United States District Court, Southern District of Ohio
Aug 8, 2022
1:21-cv-00487 (S.D. Ohio Aug. 8, 2022)

Opinion

1:21-cv-00487

08-08-2022

MELISSA W.,[1] Plaintiff, v. COMMISSIONER OF SOCIAL SECURITY, Defendant.


MEMORANDUM OPINION AND ORDER

Stephanie K. Bowman United States Magistrate Judge

Plaintiff Melissa W. filed this Social Security appeal in order to challenge the Defendant's finding that she is not disabled. See 42 U.S.C. § 405(g). Proceeding through counsel, Plaintiff presents two claims of error, both of which the Commissioner disputes. Upon careful review, the undersigned finds that the Commissioner's finding of nondisability will be AFFIRMED because it is supported by substantial evidence in the record as a whole.

The parties have consented to the jurisdiction of the undersigned magistrate judge. See 28 U.S.C. §636(c).

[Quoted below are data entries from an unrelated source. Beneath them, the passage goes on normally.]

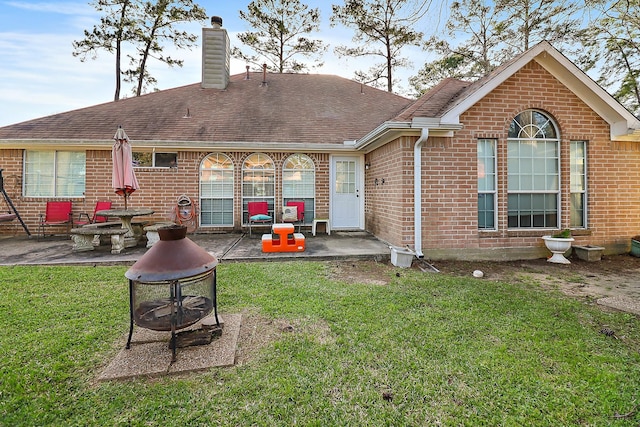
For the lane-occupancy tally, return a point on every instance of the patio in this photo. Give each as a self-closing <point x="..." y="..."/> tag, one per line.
<point x="232" y="247"/>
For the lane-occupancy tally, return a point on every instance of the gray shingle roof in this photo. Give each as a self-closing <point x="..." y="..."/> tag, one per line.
<point x="290" y="108"/>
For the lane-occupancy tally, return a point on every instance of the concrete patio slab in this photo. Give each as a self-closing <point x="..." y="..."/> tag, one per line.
<point x="150" y="354"/>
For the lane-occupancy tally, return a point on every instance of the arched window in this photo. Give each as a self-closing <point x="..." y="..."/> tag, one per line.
<point x="216" y="190"/>
<point x="299" y="183"/>
<point x="533" y="168"/>
<point x="258" y="182"/>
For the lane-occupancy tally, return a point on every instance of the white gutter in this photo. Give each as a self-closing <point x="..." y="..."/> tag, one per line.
<point x="417" y="192"/>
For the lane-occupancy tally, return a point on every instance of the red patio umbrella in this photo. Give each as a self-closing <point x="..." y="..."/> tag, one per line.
<point x="124" y="180"/>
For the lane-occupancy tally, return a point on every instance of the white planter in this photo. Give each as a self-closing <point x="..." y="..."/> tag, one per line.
<point x="558" y="246"/>
<point x="401" y="257"/>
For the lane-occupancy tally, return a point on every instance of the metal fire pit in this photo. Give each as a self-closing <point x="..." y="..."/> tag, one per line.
<point x="172" y="286"/>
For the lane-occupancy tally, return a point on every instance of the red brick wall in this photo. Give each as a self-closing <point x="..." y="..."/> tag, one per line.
<point x="389" y="192"/>
<point x="450" y="170"/>
<point x="159" y="187"/>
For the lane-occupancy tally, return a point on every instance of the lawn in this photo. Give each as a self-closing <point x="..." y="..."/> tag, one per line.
<point x="422" y="349"/>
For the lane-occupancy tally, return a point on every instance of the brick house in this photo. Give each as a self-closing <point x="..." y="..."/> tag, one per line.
<point x="534" y="147"/>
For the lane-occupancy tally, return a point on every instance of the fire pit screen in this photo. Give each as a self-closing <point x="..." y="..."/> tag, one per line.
<point x="158" y="305"/>
<point x="172" y="286"/>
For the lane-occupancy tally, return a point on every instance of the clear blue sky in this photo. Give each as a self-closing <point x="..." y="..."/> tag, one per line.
<point x="39" y="76"/>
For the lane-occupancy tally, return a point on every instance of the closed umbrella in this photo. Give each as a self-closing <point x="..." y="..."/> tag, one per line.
<point x="124" y="180"/>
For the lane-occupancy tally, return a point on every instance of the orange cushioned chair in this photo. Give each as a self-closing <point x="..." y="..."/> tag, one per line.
<point x="299" y="217"/>
<point x="57" y="214"/>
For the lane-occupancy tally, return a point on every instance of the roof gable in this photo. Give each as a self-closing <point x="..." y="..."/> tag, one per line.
<point x="621" y="121"/>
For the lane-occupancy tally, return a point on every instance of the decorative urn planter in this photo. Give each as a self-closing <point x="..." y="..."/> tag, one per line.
<point x="558" y="246"/>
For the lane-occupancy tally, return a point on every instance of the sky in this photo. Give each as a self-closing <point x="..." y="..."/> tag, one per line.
<point x="39" y="76"/>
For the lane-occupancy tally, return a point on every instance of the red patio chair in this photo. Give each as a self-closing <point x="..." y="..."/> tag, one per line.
<point x="100" y="206"/>
<point x="295" y="219"/>
<point x="57" y="214"/>
<point x="258" y="214"/>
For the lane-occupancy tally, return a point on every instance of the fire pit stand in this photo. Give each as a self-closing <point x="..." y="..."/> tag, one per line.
<point x="172" y="286"/>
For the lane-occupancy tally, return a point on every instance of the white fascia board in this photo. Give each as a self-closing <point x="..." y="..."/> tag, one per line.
<point x="388" y="131"/>
<point x="620" y="120"/>
<point x="171" y="145"/>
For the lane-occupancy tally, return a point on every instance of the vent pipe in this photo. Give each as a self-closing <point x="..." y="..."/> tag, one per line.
<point x="216" y="56"/>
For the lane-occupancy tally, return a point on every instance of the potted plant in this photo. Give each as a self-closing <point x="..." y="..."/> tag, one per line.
<point x="635" y="246"/>
<point x="558" y="244"/>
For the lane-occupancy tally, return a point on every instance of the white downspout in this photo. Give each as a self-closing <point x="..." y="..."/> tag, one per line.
<point x="417" y="192"/>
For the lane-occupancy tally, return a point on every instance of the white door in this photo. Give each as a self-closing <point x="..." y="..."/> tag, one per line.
<point x="346" y="193"/>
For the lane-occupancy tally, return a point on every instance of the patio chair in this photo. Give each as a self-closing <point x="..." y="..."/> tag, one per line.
<point x="293" y="212"/>
<point x="57" y="214"/>
<point x="100" y="206"/>
<point x="258" y="214"/>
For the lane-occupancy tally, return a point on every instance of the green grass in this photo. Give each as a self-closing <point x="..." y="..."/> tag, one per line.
<point x="449" y="350"/>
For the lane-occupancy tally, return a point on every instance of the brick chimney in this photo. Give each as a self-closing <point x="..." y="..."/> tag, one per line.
<point x="215" y="55"/>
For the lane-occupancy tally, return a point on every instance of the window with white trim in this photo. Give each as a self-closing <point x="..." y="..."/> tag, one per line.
<point x="487" y="184"/>
<point x="258" y="183"/>
<point x="54" y="173"/>
<point x="148" y="159"/>
<point x="578" y="184"/>
<point x="216" y="190"/>
<point x="299" y="183"/>
<point x="533" y="172"/>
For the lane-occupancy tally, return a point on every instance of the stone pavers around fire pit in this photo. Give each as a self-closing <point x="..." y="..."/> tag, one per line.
<point x="150" y="354"/>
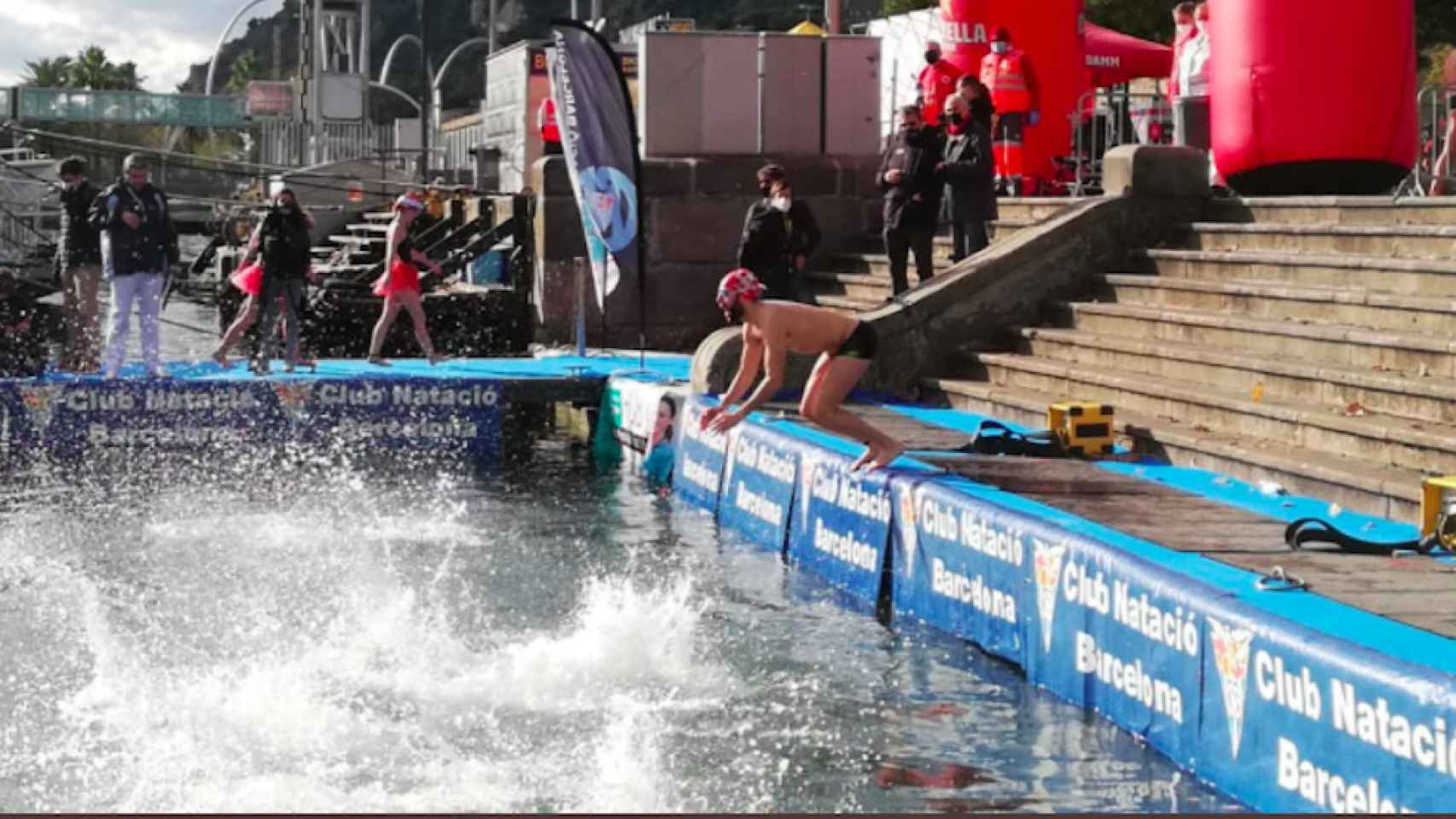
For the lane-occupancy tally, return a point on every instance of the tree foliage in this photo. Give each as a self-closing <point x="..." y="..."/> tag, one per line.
<point x="89" y="68"/>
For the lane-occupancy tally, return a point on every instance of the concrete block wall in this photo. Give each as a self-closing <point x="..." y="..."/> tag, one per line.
<point x="695" y="212"/>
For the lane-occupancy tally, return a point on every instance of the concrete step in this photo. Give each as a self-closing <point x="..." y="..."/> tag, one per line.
<point x="1398" y="241"/>
<point x="1356" y="307"/>
<point x="1334" y="210"/>
<point x="1379" y="439"/>
<point x="1031" y="208"/>
<point x="847" y="305"/>
<point x="1247" y="375"/>
<point x="1408" y="276"/>
<point x="871" y="265"/>
<point x="1337" y="345"/>
<point x="1354" y="485"/>
<point x="851" y="286"/>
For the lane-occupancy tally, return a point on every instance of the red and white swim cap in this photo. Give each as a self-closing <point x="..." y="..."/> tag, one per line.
<point x="738" y="284"/>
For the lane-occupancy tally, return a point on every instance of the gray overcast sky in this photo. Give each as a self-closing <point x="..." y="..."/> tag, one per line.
<point x="162" y="37"/>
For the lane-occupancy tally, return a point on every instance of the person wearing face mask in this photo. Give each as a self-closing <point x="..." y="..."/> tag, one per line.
<point x="287" y="264"/>
<point x="907" y="175"/>
<point x="1184" y="31"/>
<point x="78" y="258"/>
<point x="779" y="236"/>
<point x="1016" y="96"/>
<point x="936" y="82"/>
<point x="979" y="98"/>
<point x="138" y="247"/>
<point x="970" y="181"/>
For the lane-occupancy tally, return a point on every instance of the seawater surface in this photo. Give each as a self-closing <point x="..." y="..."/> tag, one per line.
<point x="252" y="637"/>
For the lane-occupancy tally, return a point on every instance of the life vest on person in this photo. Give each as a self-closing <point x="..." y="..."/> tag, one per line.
<point x="1005" y="74"/>
<point x="546" y="119"/>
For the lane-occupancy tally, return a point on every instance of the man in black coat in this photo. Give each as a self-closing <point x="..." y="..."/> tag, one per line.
<point x="907" y="175"/>
<point x="969" y="171"/>
<point x="779" y="235"/>
<point x="138" y="247"/>
<point x="78" y="261"/>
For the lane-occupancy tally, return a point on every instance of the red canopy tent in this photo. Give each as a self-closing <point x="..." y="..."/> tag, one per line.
<point x="1114" y="57"/>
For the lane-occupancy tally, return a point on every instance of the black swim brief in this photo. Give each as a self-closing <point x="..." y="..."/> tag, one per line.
<point x="862" y="344"/>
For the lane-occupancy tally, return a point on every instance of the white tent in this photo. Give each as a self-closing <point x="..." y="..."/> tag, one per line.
<point x="901" y="55"/>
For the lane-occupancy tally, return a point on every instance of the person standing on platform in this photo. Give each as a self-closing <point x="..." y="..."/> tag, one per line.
<point x="907" y="175"/>
<point x="936" y="82"/>
<point x="287" y="264"/>
<point x="970" y="181"/>
<point x="550" y="131"/>
<point x="1184" y="31"/>
<point x="1016" y="96"/>
<point x="138" y="247"/>
<point x="22" y="344"/>
<point x="779" y="236"/>
<point x="399" y="284"/>
<point x="78" y="259"/>
<point x="845" y="346"/>
<point x="1191" y="109"/>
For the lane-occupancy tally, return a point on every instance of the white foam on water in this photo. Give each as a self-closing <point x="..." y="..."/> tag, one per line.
<point x="294" y="659"/>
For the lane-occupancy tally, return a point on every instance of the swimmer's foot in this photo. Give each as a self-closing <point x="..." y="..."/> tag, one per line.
<point x="887" y="457"/>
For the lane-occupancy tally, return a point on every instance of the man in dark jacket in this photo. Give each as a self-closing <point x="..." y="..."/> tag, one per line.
<point x="287" y="261"/>
<point x="138" y="247"/>
<point x="969" y="171"/>
<point x="78" y="259"/>
<point x="907" y="173"/>
<point x="779" y="235"/>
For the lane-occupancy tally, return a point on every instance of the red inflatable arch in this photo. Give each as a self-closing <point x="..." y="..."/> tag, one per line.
<point x="1313" y="96"/>
<point x="1050" y="32"/>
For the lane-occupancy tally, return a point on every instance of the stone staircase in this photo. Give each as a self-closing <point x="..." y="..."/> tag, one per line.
<point x="1301" y="340"/>
<point x="858" y="281"/>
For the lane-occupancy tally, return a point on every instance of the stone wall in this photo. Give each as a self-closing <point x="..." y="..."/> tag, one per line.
<point x="695" y="212"/>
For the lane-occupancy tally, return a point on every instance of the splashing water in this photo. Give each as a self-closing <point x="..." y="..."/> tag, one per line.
<point x="342" y="642"/>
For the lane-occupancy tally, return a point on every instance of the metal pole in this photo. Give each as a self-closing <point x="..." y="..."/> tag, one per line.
<point x="833" y="16"/>
<point x="579" y="265"/>
<point x="763" y="108"/>
<point x="426" y="108"/>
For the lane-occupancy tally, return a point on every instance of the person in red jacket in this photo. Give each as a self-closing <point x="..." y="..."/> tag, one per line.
<point x="1016" y="96"/>
<point x="936" y="82"/>
<point x="550" y="131"/>
<point x="1184" y="31"/>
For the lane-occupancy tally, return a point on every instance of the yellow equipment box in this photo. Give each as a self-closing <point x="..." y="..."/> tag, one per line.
<point x="1084" y="428"/>
<point x="1439" y="508"/>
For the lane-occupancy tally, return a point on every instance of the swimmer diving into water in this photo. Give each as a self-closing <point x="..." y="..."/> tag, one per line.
<point x="771" y="329"/>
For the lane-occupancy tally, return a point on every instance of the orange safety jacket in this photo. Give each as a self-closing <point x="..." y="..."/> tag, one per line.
<point x="546" y="119"/>
<point x="1010" y="78"/>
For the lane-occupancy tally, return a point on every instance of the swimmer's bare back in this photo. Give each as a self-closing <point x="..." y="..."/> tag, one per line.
<point x="802" y="328"/>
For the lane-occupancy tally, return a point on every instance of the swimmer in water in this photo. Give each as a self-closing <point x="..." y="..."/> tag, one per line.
<point x="771" y="329"/>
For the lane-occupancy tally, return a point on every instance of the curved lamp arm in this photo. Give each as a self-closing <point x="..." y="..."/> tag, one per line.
<point x="222" y="38"/>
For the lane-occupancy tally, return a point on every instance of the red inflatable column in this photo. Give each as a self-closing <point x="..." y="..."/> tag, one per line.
<point x="1050" y="32"/>
<point x="1313" y="96"/>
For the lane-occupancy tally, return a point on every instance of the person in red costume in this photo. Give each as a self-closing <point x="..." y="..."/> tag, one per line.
<point x="1016" y="96"/>
<point x="936" y="82"/>
<point x="1184" y="31"/>
<point x="550" y="131"/>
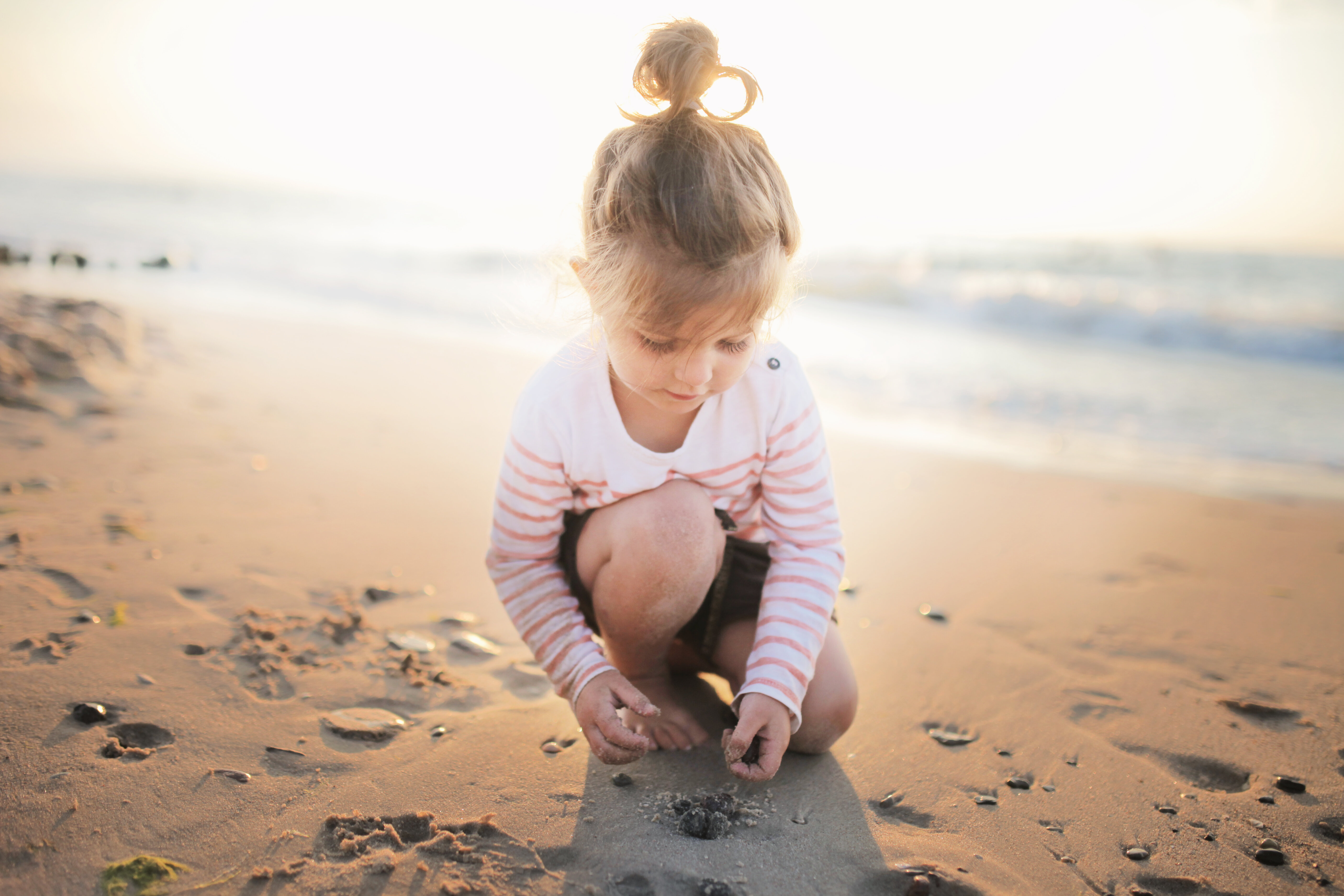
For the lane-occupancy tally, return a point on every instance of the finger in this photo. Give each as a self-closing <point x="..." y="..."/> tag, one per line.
<point x="619" y="735"/>
<point x="665" y="738"/>
<point x="607" y="751"/>
<point x="738" y="739"/>
<point x="633" y="699"/>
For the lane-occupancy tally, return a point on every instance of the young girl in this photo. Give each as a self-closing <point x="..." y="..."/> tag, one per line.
<point x="667" y="488"/>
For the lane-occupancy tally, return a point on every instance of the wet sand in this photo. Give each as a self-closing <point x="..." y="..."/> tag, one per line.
<point x="1142" y="663"/>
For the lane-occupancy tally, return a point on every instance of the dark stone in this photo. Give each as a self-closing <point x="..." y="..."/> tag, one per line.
<point x="703" y="824"/>
<point x="1291" y="785"/>
<point x="89" y="712"/>
<point x="951" y="738"/>
<point x="724" y="804"/>
<point x="284" y="750"/>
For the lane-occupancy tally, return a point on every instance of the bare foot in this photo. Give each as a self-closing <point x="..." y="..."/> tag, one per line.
<point x="674" y="729"/>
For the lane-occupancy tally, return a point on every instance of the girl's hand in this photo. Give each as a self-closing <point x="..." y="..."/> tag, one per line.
<point x="596" y="708"/>
<point x="759" y="717"/>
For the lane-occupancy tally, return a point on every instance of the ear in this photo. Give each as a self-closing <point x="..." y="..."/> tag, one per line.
<point x="580" y="267"/>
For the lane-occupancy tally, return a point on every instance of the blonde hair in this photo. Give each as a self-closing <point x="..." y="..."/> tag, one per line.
<point x="686" y="210"/>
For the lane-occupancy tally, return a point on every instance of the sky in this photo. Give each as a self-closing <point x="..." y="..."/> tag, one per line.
<point x="1201" y="123"/>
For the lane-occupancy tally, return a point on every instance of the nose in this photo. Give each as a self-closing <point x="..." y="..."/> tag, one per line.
<point x="698" y="370"/>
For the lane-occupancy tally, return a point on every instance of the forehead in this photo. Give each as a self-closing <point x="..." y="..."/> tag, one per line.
<point x="701" y="326"/>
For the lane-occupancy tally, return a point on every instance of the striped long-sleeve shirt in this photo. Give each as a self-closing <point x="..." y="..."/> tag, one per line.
<point x="757" y="451"/>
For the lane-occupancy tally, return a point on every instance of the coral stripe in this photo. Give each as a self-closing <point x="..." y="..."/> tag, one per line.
<point x="530" y="518"/>
<point x="532" y="498"/>
<point x="534" y="480"/>
<point x="781" y="598"/>
<point x="776" y="661"/>
<point x="788" y="643"/>
<point x="534" y="459"/>
<point x="792" y="426"/>
<point x="522" y="537"/>
<point x="772" y="683"/>
<point x="720" y="471"/>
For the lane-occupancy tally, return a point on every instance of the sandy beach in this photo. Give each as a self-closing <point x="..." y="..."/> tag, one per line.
<point x="1120" y="690"/>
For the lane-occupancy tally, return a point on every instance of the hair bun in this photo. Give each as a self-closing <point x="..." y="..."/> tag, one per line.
<point x="679" y="61"/>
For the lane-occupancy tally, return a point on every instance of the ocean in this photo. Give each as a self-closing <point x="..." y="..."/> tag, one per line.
<point x="1217" y="371"/>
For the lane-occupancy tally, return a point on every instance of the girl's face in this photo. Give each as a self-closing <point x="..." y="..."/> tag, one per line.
<point x="677" y="373"/>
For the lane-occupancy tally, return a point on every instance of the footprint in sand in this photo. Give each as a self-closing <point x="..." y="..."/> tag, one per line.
<point x="135" y="741"/>
<point x="1202" y="772"/>
<point x="475" y="856"/>
<point x="892" y="808"/>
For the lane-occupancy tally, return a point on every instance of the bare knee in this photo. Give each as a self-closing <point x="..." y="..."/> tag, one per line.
<point x="824" y="725"/>
<point x="674" y="523"/>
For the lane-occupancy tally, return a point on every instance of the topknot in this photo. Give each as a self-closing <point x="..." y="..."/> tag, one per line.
<point x="679" y="61"/>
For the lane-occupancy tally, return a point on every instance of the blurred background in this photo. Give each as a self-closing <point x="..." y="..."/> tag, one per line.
<point x="1101" y="237"/>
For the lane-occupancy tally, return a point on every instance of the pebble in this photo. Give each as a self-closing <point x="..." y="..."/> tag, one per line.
<point x="951" y="738"/>
<point x="472" y="643"/>
<point x="362" y="723"/>
<point x="701" y="823"/>
<point x="1291" y="785"/>
<point x="89" y="712"/>
<point x="462" y="620"/>
<point x="410" y="641"/>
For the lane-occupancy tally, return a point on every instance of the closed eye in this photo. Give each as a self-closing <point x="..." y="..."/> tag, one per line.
<point x="658" y="348"/>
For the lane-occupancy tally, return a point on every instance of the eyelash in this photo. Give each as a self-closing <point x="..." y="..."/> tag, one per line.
<point x="663" y="348"/>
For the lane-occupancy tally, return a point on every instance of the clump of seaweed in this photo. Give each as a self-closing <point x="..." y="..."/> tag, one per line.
<point x="147" y="874"/>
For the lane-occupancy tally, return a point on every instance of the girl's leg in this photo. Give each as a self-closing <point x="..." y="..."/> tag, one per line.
<point x="648" y="562"/>
<point x="833" y="699"/>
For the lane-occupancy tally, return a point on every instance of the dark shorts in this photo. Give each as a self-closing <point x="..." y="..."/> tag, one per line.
<point x="734" y="594"/>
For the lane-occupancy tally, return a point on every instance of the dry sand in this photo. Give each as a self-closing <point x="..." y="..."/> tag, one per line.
<point x="245" y="484"/>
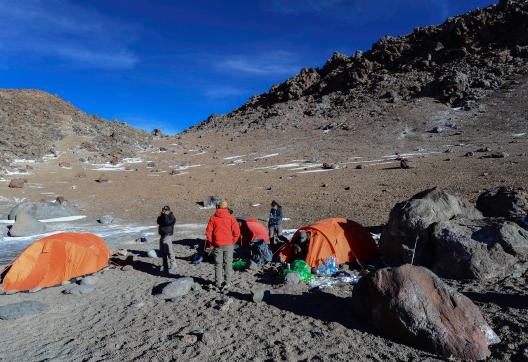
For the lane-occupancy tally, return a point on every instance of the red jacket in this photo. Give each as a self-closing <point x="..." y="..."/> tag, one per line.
<point x="251" y="230"/>
<point x="222" y="229"/>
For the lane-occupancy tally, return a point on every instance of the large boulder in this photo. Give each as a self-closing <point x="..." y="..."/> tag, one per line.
<point x="478" y="249"/>
<point x="41" y="210"/>
<point x="409" y="222"/>
<point x="411" y="305"/>
<point x="503" y="202"/>
<point x="26" y="225"/>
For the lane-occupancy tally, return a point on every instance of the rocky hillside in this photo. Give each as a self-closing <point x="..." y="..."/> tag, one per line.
<point x="32" y="121"/>
<point x="455" y="63"/>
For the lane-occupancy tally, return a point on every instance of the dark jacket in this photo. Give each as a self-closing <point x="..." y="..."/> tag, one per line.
<point x="166" y="224"/>
<point x="275" y="217"/>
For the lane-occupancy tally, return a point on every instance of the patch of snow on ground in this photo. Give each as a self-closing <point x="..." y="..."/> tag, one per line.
<point x="266" y="156"/>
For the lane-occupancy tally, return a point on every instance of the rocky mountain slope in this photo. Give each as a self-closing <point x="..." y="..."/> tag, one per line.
<point x="32" y="122"/>
<point x="455" y="63"/>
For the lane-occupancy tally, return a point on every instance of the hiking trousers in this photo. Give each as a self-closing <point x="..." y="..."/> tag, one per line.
<point x="223" y="264"/>
<point x="166" y="252"/>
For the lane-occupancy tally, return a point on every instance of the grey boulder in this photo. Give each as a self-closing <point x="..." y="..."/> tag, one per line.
<point x="26" y="225"/>
<point x="503" y="202"/>
<point x="478" y="249"/>
<point x="411" y="305"/>
<point x="41" y="210"/>
<point x="409" y="222"/>
<point x="21" y="309"/>
<point x="177" y="288"/>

I. Summary of Administrative Record

On September 19, 2019, Plaintiff filed an application for Disability Insurance Benefits (“DIB”), alleging she became disabled on August 3, 2017, based upon a combination of physical and mental impairments. After her claim was denied initially and upon reconsideration, Plaintiff requested an evidentiary hearing before an Administrative Law Judge (“ALJ”). At a hearing held on December 8, 2020, Plaintiff appeared with counsel and gave testimony before ALJ Donald D. D'Amato; a vocational expert (“VE”) also testified. On December 21, 2020, the ALJ issued an adverse written decision, concluding that Plaintiff was not disabled. (Tr. 17-30). The Appeals Council declined further review, leaving the ALJ's decision as the final decision of the Commissioner. Plaintiff then filed this judicial appeal.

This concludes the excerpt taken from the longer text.